NaN valid_loss after a few epochs

I’m building a food classifier model based on Food 101 dataset using ‘resnet26d’ architecture and running on Colab GPU.

foods = DataBlock(
    blocks=(ImageBlock, CategoryBlock),
    get_items=get_image_files,
    get_y=labeller,
    item_tfms=Resize(256, method='squish'),
    batch_tfms = aug_transforms(size=128, min_scale=0.75))

dls = foods.dataloaders(food101)

learn = vision_learner(dls, 'resnet26d', metrics=error_rate).to_fp16()

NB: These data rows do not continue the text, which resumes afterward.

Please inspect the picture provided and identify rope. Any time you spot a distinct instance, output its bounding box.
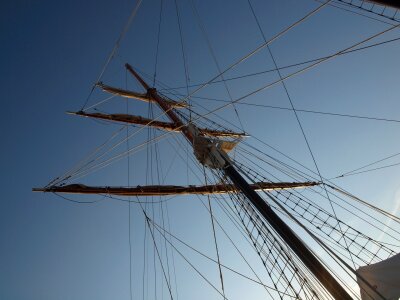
[174,0,192,119]
[247,0,356,268]
[158,35,400,91]
[183,0,331,101]
[81,0,142,110]
[203,166,226,299]
[153,0,163,87]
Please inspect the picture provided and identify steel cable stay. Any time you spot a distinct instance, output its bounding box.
[183,0,332,104]
[233,159,399,258]
[167,134,330,298]
[150,211,306,298]
[234,151,400,247]
[35,1,399,299]
[61,21,399,189]
[216,173,332,299]
[169,136,316,298]
[159,35,400,91]
[334,0,400,22]
[233,146,399,238]
[219,170,360,298]
[187,0,245,132]
[233,168,385,299]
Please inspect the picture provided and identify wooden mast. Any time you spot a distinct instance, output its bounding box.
[67,111,247,138]
[125,64,352,300]
[33,182,319,197]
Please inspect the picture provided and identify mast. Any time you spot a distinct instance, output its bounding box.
[125,64,352,300]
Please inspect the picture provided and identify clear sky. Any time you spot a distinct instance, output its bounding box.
[0,0,400,300]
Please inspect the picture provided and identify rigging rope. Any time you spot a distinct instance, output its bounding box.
[247,0,356,267]
[81,0,142,110]
[183,0,332,101]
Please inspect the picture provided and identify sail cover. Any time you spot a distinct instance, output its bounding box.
[357,253,400,300]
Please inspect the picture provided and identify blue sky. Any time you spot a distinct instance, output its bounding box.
[0,0,400,299]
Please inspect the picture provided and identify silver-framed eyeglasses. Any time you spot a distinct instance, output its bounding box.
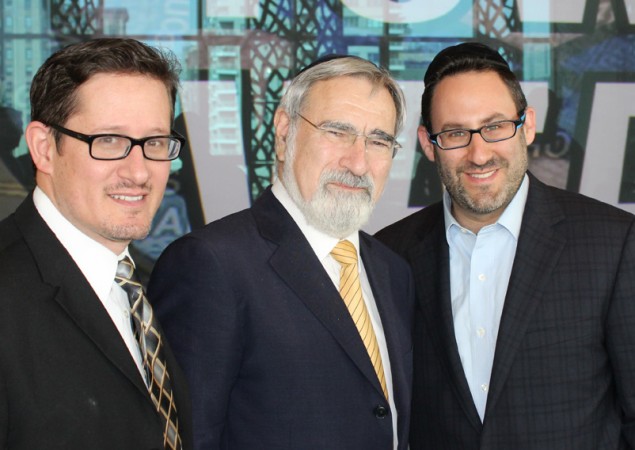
[298,114,401,159]
[428,111,526,150]
[48,124,185,161]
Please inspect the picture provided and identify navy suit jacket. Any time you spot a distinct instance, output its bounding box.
[0,196,192,450]
[377,175,635,450]
[149,190,414,450]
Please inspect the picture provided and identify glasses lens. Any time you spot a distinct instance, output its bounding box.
[366,136,394,158]
[437,130,471,149]
[91,136,132,159]
[143,137,181,161]
[481,120,516,142]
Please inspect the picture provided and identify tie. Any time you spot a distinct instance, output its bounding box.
[115,256,182,450]
[331,241,388,398]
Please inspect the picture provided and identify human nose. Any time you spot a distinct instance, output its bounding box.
[340,135,368,175]
[119,144,150,185]
[467,130,492,166]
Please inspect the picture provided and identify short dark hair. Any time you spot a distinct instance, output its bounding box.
[421,42,527,133]
[31,38,181,132]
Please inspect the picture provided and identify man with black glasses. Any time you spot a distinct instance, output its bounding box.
[377,43,635,450]
[0,39,192,450]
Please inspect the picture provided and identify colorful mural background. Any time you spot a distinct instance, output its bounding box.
[0,0,635,270]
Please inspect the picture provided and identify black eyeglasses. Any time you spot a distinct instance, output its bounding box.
[48,124,185,161]
[428,111,526,150]
[298,114,401,159]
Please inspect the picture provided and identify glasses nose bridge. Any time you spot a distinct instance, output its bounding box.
[126,137,147,159]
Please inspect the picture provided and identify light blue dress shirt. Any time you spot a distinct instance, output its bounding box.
[443,175,529,421]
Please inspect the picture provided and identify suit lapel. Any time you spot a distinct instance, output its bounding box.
[407,204,482,431]
[252,189,383,395]
[485,175,566,417]
[15,197,150,401]
[359,232,410,418]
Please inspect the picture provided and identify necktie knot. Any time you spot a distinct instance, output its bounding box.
[331,241,357,266]
[331,240,388,398]
[115,256,182,450]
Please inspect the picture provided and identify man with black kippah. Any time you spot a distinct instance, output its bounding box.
[377,43,635,450]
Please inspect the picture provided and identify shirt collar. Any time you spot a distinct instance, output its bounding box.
[443,174,529,240]
[33,187,132,302]
[271,179,359,261]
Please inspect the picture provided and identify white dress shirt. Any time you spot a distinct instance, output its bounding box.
[271,180,397,449]
[33,187,146,381]
[443,175,529,421]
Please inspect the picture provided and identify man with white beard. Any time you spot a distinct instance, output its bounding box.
[149,55,413,450]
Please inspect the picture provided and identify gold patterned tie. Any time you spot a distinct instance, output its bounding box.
[115,256,183,450]
[331,241,388,399]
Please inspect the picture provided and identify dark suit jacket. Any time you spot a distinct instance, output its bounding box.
[149,190,414,450]
[377,175,635,450]
[0,197,192,450]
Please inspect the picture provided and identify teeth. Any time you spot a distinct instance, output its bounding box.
[471,170,495,178]
[112,195,143,202]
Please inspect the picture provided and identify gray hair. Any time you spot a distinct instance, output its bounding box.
[280,56,406,136]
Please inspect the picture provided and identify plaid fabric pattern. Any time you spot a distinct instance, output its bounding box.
[115,257,183,450]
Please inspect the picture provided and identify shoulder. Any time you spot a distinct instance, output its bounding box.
[375,202,443,255]
[525,177,635,227]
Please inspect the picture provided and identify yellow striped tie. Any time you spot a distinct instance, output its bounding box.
[331,241,388,399]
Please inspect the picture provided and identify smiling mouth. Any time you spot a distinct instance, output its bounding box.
[469,170,496,180]
[111,194,143,202]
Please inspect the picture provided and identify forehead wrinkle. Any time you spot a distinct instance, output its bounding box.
[320,120,394,139]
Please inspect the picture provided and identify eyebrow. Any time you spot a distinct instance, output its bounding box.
[441,113,514,131]
[319,120,395,140]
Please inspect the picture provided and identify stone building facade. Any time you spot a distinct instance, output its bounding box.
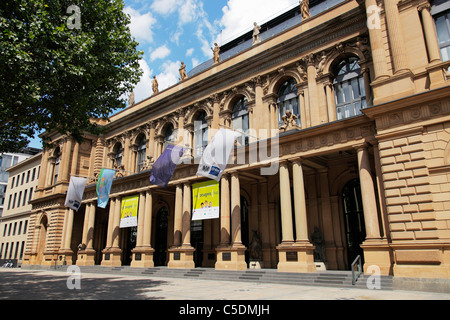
[24,0,450,278]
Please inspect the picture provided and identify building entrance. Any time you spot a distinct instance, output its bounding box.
[342,179,366,268]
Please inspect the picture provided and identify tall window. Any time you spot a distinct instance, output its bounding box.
[435,11,450,61]
[231,97,249,145]
[114,143,123,167]
[53,148,61,184]
[194,111,208,157]
[164,123,175,149]
[137,135,147,172]
[333,57,367,120]
[277,78,301,127]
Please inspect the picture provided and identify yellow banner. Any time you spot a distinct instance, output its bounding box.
[120,196,139,228]
[192,181,220,220]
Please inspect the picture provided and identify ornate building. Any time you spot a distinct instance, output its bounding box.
[24,0,450,278]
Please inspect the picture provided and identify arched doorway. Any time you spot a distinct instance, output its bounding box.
[153,207,169,267]
[342,179,366,267]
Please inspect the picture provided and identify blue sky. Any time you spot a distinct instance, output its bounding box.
[30,0,299,148]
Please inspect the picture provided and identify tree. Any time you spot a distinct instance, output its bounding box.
[0,0,143,152]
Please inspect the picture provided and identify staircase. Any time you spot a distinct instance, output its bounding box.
[22,266,393,290]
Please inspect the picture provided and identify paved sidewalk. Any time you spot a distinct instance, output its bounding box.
[0,269,450,301]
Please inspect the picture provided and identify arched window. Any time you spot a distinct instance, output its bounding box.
[231,97,249,145]
[333,57,367,120]
[277,78,301,127]
[194,111,208,157]
[114,143,123,167]
[137,135,147,172]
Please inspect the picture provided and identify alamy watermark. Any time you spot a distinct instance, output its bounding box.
[66,265,81,290]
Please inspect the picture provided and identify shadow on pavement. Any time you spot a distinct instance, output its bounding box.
[0,271,167,300]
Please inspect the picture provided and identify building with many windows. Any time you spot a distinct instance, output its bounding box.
[24,0,450,284]
[0,153,42,264]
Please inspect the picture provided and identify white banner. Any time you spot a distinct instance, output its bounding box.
[197,128,241,181]
[64,177,87,211]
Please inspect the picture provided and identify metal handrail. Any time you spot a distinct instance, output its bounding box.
[352,255,363,285]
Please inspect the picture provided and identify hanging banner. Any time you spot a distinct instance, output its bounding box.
[97,169,116,209]
[192,181,220,221]
[119,195,139,228]
[64,177,87,211]
[197,128,242,181]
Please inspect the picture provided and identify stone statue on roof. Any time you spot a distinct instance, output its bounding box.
[152,76,159,94]
[252,22,261,45]
[179,62,187,81]
[211,43,220,63]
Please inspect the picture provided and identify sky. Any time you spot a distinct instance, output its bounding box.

The learning rate recommended by lr_find:

I tried fine-tuning the model with LR of 0.05 and noticed that valid_loss was NaN after 1 epoch.


I then tried reducing LR to 0.01, valid_loss was NaN for a few epochs, then appear again in the last few epochs:
Screenshot 2022-07-20 at 6.19.41 PM

My questions are:

  • Is this NaN valid_loss a problem? Since error_rate and training_loss is still improving after each epoch?
  • Why is valid_loss NaN? Is this because of too low or too high LR?
  • Some other threads related to NaN valid loss on the forum mentions out of CUDA memory on the GPU? How do I check if that issue applies here / in my model?

Looking for some pointers and appreciate any thoughts /advice!